Use it for the BESPOKE http.Clients that do NOT go through ctx.HTTPClient() — external APIs (eParaksts/Entrust, the EU LOTL/CELLAR, OCSP responders) and service-to-service calls — so those hops show up as client spans and in the Tempo service graph. For S2S calls to other azugo services the injected trace context lets the callee continue the same trace.
It is safe to apply unconditionally: otelhttp is a no-op when tracing is inert (no exporter configured / no active span), so it never changes behaviour or adds overhead beyond a cheap wrapper.
Types ¶
type RedactionPolicy ¶
type RedactionPolicy struct {
DropKeys []string
MaskKeys []string
// contains filtered or unexported fields
}
RedactionPolicy decides, by log-field key, what must never reach the log sink.
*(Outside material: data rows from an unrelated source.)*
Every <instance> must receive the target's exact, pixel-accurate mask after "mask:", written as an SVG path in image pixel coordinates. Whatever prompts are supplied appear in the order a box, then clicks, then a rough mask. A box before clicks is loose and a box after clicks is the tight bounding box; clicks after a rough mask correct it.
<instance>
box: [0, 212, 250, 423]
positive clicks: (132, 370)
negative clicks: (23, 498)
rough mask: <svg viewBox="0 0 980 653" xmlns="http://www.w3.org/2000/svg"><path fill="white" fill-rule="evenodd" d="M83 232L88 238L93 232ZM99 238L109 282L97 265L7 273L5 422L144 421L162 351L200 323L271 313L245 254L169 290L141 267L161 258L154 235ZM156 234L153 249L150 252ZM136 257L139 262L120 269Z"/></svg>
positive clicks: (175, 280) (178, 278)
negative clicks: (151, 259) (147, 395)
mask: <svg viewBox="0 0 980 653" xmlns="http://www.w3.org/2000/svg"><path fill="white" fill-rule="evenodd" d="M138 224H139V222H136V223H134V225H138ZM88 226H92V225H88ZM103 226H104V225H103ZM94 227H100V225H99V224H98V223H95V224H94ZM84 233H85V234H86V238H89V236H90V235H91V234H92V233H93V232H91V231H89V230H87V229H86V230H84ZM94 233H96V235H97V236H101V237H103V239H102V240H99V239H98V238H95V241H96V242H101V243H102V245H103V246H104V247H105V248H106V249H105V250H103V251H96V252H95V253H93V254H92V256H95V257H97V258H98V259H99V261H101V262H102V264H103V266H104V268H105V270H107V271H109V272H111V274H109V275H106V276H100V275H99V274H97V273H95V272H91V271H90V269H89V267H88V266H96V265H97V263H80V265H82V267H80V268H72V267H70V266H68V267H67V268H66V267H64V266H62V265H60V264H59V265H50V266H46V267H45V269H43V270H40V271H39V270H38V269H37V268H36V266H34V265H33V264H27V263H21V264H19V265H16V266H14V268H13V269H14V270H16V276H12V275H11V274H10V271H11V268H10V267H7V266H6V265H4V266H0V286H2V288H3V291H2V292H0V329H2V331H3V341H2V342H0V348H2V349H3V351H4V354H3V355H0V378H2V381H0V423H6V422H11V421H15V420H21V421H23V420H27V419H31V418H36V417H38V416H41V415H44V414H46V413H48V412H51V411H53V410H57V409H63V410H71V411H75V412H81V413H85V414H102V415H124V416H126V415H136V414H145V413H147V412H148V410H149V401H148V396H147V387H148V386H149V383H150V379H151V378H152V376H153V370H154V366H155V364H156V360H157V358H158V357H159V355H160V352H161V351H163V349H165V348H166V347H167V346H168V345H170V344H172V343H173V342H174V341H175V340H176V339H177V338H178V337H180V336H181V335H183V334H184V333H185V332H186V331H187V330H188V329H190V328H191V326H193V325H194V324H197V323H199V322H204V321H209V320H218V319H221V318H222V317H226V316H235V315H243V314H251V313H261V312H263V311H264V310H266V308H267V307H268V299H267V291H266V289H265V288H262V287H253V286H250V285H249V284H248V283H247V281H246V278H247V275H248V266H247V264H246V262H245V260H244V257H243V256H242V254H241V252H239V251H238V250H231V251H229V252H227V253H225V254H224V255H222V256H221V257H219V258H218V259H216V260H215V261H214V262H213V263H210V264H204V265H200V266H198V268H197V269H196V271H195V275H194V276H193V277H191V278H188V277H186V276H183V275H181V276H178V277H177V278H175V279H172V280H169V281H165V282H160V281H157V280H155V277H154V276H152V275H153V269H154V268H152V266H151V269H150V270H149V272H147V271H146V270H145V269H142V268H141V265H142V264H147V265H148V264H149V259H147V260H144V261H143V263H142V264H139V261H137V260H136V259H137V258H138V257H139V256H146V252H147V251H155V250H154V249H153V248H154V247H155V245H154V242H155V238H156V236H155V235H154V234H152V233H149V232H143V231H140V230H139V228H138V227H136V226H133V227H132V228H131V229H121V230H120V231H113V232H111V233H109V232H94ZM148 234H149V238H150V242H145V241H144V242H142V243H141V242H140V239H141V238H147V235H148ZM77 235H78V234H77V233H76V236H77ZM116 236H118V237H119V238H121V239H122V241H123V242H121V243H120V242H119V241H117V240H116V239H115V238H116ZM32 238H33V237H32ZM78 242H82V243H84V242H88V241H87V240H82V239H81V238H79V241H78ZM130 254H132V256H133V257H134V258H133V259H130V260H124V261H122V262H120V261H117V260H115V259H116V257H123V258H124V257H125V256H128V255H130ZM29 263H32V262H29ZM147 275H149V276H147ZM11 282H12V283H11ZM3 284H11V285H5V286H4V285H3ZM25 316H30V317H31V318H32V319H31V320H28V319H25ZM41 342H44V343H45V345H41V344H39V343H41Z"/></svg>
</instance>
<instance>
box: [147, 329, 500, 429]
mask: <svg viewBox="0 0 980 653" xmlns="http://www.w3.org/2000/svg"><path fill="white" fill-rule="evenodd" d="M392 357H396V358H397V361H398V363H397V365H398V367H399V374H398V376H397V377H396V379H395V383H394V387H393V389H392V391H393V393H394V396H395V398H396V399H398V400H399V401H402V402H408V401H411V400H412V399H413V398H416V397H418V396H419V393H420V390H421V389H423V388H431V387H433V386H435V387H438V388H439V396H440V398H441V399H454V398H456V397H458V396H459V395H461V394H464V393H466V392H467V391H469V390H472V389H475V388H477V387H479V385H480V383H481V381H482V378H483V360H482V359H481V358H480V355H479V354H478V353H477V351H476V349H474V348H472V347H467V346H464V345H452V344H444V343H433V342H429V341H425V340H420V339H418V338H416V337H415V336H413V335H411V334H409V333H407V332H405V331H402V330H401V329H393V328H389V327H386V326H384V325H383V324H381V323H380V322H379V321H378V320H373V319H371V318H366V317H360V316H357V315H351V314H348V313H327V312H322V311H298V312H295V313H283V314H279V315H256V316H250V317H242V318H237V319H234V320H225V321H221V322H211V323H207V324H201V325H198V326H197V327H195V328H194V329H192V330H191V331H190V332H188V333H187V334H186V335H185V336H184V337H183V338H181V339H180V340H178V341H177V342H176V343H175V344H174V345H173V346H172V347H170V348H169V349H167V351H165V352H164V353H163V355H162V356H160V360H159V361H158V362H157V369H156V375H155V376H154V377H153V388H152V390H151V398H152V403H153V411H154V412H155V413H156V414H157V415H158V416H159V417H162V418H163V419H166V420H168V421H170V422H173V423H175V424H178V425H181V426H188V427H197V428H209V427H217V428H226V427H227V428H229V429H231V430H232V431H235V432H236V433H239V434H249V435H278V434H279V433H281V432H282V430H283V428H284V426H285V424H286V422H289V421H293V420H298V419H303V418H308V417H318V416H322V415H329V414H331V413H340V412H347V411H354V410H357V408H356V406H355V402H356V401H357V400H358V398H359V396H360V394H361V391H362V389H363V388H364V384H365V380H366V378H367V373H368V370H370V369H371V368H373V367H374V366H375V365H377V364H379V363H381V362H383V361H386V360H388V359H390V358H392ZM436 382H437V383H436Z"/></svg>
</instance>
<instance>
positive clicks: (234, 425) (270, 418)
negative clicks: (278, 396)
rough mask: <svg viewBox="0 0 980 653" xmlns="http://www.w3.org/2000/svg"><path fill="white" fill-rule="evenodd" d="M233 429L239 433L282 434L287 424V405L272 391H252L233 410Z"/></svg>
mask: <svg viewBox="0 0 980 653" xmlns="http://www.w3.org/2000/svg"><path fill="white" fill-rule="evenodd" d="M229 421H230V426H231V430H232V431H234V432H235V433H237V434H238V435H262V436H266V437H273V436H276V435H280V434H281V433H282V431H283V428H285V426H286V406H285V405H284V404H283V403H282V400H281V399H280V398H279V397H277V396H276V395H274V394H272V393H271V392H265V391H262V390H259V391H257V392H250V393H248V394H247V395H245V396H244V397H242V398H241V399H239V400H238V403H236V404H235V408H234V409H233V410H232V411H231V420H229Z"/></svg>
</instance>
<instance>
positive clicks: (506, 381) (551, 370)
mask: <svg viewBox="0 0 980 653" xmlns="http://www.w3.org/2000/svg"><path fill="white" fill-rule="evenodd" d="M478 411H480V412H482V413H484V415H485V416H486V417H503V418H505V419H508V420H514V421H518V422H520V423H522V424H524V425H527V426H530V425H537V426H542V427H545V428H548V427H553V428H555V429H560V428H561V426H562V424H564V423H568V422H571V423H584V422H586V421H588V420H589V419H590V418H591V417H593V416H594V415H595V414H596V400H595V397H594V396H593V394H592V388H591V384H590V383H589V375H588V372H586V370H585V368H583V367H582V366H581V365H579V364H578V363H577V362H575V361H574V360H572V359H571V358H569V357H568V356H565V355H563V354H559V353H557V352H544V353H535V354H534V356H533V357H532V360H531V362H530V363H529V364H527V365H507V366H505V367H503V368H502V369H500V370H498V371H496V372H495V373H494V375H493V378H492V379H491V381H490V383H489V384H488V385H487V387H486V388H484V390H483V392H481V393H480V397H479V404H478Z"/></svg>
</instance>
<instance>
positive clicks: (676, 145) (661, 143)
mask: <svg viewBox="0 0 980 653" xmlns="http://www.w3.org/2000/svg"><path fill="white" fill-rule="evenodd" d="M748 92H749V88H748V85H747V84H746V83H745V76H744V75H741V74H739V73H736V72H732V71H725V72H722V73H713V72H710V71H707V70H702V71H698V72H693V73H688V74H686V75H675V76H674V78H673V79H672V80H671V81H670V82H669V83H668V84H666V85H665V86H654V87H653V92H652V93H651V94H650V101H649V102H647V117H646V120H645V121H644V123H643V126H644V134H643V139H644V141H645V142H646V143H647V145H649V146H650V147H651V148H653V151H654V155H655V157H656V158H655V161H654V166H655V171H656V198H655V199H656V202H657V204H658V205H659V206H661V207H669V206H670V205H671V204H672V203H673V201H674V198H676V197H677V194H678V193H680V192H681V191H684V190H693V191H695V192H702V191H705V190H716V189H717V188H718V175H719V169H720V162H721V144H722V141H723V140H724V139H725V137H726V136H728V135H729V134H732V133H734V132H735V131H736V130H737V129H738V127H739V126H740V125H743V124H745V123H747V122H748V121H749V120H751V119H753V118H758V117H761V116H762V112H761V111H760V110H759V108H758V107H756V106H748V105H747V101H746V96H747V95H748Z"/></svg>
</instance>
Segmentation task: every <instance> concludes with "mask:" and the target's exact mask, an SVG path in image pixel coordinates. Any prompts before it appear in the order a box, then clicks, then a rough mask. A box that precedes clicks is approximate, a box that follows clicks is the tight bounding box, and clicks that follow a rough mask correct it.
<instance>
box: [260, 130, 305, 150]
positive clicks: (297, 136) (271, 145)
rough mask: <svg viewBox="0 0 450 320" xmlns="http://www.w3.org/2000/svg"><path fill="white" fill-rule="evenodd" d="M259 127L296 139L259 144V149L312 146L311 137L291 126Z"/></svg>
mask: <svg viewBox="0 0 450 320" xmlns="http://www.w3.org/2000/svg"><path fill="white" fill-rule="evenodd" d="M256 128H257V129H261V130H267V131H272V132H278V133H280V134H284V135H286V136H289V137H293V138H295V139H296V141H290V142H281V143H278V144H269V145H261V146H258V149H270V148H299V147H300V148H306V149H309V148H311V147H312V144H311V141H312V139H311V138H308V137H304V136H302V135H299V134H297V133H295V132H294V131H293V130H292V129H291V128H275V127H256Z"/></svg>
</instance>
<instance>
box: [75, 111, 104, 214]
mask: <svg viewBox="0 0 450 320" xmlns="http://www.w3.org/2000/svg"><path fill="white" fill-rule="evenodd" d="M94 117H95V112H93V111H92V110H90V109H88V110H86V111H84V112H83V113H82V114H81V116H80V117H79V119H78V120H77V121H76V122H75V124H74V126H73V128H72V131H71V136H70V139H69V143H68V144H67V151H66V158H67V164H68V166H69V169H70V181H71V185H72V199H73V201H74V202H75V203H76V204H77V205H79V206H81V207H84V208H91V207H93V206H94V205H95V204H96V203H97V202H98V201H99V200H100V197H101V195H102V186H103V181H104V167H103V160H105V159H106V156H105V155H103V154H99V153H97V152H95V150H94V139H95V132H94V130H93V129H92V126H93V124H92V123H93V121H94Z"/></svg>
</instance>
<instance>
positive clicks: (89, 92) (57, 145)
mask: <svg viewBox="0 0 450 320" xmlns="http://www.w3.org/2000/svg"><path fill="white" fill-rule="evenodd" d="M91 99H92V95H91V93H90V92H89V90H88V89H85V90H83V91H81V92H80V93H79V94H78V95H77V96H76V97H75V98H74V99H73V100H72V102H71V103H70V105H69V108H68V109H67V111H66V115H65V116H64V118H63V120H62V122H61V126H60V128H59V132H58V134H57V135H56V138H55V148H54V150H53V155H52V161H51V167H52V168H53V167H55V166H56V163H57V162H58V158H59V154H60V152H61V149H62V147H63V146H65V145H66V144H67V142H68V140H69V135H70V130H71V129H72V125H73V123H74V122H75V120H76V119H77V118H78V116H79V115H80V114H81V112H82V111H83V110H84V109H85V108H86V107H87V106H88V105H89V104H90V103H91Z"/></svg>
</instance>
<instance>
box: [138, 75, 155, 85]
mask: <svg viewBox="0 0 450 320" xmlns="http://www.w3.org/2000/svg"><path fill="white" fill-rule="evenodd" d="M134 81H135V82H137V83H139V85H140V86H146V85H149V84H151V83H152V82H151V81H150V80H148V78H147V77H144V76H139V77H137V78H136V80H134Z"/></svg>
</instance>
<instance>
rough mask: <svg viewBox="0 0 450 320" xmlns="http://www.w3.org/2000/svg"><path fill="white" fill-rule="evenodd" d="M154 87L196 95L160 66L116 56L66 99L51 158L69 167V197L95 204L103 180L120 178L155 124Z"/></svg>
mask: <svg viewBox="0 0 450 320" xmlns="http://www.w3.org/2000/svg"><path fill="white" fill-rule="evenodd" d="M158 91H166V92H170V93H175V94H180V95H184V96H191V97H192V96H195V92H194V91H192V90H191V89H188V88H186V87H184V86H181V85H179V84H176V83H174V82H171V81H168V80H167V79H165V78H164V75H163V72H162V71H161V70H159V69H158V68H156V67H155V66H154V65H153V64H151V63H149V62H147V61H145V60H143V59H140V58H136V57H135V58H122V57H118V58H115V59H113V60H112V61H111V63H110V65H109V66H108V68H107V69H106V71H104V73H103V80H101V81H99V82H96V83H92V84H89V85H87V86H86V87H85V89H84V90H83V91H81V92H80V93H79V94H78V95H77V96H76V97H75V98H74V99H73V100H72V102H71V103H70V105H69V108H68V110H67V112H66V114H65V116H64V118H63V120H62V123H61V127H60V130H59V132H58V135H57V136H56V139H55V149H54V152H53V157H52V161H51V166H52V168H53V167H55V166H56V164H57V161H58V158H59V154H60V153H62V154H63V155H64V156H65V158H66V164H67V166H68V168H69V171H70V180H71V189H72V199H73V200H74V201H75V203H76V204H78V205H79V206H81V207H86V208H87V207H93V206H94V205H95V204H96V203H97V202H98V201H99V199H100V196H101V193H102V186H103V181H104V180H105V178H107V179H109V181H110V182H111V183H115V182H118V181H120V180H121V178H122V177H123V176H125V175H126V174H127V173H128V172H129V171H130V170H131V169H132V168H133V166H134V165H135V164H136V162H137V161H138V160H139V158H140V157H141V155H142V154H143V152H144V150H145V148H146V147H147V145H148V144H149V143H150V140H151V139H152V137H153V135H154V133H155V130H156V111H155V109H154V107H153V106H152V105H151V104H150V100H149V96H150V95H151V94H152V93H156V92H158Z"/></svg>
Matching is case-insensitive substring matching against the field key.
- DropKeys: the whole field is omitted (credentials, secrets, document bytes — things that must not be stored at all). - MaskKeys: the field is kept but its value is replaced with "[REDACTED]" (free-text PII — useful to know a field was present without storing it).
Redaction is applied centrally so a handler using ctx.Log() cannot accidentally log a token or document content.
Limitation: matching is by TOP-LEVEL field key only. A nested value logged via zap.Any / zap.Reflect (e.g. a whole attributes map) is NOT inspected — sensitive keys inside it bypass redaction. Do not log raw maps/structs that may carry secrets or PII; log individual fields, or sanitize the map first (the audit emitter libraries do this for their own attribute maps).
func DefaultRedactionPolicy ¶
func DefaultRedactionPolicy() *RedactionPolicy
DefaultRedactionPolicy returns the fleet-standard policy: drop credentials, secrets, and document content; mask free-text PII. The lists are intentionally broad (substring matches) so that, e.g., "authorization", "dpop_proof", and "service_token" are all dropped.